Sunday, February 12, 2012

ROCK HISTORY - IT HAPPENED ON FEBRUARY 12


Per Gessle

Born on this day:
1939, Ray Manzarek, keyboards, The Doors
1952, Michael McDonald, singer, The Doobie Brothers,
1959, Per Gessle, guitar, vocals, Roxette
1968, Chynna Phillips, Wilson Phillips
1970, Jim Creeggan, bass, Barenaked Ladies

Rock Pills:
1964, The Beatles returned to New York City by train from Washington, D.C. for two performances at Carnegie Hall. There was such a demand for tickets that some extra seating was arranged surrounding the stage. Tickets ranged from $1.65 to $5.50.

1967, 15 police officers raided the home of Rolling Stone Keith Richards and took away various substances for forensic tests.

1970, John Lennon performed “Instant Karma” on BBC TV's Top of the Pops, becoming the first Beatle to appear on the show since 1966.

1977, The Police recorded their first single, “Fall Out,” for £150 ($255) at Pathway Studios, London.

1989, Aretha Franklin lost a court case against Broadway producer Ashton Springer, who sued her for $1 million when she failed to turn up for rehearsals for the stage show Sing Mahalia Sing. Franklin blamed her fear of flying for missing the show.

1997, U2 held a press conference in the lingerie department at the Greenwich Village Kmart store in Manhattan, New York City, announcing their Pop Mart world tour.

1997, David Bowie received a star on the Hollywood Walk of Fame.

2000, U.S. blues singer Screamin' Jay Hawkins died at the age of 70. A Golden Gloves boxing champion at 16, Hawkins was married nine times, spent two years in jail, and in 1976 was temporarily blinded by one of his flaming stage props. He recorded “I Put a Spell on You” in 1956, which was later covered by The Animals and Nina Simone.

2003, former Doors drummer John Densmore took out legal action against The Doors keyboard player Ray Manzarek and guitarist Robby Krieger for breach of contract, trademark infringement and unfair competition.
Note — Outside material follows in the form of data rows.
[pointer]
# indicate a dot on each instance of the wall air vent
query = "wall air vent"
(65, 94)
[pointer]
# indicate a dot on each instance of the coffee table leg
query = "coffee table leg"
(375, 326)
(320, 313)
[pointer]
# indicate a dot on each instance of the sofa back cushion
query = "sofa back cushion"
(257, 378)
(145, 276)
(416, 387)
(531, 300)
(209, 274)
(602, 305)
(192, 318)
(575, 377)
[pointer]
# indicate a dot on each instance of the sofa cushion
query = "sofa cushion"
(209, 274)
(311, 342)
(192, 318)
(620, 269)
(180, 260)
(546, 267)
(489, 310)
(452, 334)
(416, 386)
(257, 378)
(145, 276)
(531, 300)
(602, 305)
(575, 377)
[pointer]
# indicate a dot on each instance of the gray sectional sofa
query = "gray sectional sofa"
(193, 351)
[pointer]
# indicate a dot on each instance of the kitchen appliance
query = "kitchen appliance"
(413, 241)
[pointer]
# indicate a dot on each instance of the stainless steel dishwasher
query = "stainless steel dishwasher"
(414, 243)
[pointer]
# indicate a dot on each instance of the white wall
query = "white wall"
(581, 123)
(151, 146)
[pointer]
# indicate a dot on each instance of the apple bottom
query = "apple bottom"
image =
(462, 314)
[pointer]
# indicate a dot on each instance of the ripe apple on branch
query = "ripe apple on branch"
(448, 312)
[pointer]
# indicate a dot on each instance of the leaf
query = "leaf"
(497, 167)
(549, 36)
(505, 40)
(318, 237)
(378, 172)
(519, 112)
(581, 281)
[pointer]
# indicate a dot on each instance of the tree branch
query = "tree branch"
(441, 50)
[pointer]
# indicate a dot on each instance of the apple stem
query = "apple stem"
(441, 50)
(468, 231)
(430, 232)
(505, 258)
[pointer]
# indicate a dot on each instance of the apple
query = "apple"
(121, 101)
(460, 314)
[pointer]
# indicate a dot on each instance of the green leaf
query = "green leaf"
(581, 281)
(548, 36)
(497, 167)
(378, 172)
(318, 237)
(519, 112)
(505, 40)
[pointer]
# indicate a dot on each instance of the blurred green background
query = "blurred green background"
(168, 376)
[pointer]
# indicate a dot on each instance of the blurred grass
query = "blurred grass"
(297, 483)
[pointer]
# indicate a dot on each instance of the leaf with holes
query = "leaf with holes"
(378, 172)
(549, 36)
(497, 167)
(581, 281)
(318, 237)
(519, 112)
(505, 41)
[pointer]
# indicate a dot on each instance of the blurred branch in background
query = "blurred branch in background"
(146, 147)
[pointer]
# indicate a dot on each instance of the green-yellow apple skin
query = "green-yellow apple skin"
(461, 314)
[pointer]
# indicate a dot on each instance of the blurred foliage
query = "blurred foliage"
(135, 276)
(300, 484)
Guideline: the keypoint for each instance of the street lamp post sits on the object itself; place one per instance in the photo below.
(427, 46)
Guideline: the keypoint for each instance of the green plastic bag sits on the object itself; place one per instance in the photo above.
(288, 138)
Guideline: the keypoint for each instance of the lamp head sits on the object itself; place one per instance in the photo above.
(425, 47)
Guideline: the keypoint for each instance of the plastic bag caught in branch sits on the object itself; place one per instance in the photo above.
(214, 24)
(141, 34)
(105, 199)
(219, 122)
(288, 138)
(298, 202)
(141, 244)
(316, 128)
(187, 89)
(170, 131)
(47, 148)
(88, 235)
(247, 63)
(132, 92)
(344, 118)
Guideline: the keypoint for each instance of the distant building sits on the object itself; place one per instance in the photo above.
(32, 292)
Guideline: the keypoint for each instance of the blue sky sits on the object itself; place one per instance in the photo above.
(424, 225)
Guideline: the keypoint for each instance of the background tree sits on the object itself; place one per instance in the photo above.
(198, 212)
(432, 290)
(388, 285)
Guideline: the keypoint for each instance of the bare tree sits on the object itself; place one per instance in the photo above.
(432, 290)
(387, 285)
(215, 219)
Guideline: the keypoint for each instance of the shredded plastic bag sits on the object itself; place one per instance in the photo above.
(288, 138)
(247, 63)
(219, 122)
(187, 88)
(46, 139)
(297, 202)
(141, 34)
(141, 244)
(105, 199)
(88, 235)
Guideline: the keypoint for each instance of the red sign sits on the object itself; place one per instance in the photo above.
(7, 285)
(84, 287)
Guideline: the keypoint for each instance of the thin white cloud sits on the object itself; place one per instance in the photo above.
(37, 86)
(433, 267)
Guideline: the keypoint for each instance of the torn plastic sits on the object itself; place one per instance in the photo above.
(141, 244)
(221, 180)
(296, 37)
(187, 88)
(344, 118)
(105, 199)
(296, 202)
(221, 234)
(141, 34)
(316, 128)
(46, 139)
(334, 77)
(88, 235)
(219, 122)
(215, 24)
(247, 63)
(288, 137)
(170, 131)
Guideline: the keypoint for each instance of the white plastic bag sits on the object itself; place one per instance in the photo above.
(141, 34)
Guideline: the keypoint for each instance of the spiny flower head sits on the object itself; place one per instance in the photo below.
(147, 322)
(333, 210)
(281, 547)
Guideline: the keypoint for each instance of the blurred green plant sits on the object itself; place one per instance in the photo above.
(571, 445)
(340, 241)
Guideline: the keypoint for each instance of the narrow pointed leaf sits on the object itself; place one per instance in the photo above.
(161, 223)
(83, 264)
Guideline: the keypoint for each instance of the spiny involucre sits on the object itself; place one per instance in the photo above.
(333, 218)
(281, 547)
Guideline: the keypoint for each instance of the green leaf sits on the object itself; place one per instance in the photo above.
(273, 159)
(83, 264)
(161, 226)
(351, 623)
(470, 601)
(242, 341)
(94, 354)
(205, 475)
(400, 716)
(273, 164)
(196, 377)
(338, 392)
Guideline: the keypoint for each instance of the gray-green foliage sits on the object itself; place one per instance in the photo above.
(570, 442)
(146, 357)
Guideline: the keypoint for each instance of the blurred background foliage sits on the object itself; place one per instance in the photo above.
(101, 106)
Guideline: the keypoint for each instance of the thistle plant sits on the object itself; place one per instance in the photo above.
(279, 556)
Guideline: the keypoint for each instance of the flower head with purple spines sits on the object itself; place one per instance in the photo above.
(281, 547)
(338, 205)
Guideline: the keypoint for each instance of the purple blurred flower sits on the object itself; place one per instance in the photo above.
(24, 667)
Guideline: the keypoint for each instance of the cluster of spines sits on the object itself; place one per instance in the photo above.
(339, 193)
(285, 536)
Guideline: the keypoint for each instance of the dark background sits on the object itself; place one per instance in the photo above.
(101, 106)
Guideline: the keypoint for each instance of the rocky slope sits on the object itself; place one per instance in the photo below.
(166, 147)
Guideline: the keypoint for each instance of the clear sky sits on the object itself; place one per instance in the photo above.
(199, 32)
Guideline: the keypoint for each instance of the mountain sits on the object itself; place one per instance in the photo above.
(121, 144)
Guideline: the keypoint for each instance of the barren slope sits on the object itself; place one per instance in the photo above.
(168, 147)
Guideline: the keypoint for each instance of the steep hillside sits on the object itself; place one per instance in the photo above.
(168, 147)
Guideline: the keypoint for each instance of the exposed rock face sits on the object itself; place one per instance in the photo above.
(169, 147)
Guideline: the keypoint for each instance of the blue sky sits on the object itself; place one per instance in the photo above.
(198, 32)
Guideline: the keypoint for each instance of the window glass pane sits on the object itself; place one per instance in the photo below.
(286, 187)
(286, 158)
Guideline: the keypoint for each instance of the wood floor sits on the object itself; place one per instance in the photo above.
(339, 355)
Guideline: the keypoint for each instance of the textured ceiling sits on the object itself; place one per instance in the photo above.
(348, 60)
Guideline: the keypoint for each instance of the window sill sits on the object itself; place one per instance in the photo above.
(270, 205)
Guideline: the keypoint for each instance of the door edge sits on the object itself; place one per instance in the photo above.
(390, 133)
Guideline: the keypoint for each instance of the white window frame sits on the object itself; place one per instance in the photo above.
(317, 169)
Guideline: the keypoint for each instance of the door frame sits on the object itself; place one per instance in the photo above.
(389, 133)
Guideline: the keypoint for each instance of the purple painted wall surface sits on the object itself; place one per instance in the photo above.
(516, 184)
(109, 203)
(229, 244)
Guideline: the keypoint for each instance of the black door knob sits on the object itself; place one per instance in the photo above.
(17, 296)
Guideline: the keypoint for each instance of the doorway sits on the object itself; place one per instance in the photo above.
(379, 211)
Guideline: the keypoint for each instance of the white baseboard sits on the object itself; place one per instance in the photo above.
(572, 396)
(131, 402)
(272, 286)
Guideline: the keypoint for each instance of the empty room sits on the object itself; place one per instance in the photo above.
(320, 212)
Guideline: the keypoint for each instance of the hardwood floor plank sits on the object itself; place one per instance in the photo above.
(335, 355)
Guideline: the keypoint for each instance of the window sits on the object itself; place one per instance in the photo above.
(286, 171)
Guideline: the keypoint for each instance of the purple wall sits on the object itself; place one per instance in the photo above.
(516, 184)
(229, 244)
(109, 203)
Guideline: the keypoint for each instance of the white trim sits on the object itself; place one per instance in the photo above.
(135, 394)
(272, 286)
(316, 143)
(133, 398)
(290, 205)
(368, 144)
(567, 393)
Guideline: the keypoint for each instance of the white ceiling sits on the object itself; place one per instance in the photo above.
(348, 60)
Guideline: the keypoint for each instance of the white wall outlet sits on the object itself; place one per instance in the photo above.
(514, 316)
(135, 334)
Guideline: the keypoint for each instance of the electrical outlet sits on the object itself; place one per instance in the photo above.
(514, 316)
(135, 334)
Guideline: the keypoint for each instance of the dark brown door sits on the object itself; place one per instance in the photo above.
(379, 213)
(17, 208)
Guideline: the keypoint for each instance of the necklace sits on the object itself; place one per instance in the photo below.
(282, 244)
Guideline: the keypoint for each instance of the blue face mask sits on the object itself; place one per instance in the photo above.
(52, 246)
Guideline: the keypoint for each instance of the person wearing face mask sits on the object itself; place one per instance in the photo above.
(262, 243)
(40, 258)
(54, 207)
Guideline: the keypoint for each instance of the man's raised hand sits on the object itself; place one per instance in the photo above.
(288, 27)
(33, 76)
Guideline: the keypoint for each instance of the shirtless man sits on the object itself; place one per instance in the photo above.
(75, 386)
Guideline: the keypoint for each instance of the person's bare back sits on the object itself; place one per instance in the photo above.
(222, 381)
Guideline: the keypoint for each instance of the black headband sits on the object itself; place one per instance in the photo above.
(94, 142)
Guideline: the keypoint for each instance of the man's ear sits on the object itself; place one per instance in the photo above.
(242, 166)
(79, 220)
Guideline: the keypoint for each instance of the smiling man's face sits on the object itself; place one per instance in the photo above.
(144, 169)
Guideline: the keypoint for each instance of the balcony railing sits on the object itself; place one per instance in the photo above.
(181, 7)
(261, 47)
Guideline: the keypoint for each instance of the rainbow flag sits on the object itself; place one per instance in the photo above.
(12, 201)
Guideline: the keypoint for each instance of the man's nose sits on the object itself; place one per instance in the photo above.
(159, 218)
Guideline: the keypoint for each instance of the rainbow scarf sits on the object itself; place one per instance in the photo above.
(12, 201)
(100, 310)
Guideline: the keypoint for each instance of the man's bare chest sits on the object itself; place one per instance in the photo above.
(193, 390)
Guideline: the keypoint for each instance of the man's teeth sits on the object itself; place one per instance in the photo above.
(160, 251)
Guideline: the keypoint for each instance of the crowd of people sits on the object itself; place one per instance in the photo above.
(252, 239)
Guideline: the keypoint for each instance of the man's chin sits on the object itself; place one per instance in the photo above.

The band had reformed with Ex-Cult singer Ian Astbury and former Police drummer Stewart Copeland. Densmore said, "It shouldn't be called The Doors if it's someone other than Jim Morrison singing."

2005, a train was named after The Clash frontman Joe Strummer at a ceremony in Bristol. The diesel train, owned by Cotswold Rail, was named after the singer and guitarist who died in 2002 at the age of 50.

Ray Manzarek
2007, during a press conference at West Hollywood's Whisky a Go-Go nightclub, Sting confirmed that The Police were getting back together. The band were set to kick off a world tour on May 28 in Vancouver, Canada, supported by Sting's son Joe Sumner's band, Fiction Plane.

2008, Ronald Isley's appeal against a three-year jail term for tax fraud was rejected by a U.S. court. The 65-year-old singer of the Isley Brothers argued against being imprisoned in an Indiana jail on the grounds of age and poor health. The court heard he cashed royalty checks belonging to his brother O'Kelly, who died in 1996. The court also found that he had spent millions made from undeclared performances on a yacht and two homes. Isley was ordered to pay more than $3 million for "pathological" evasion.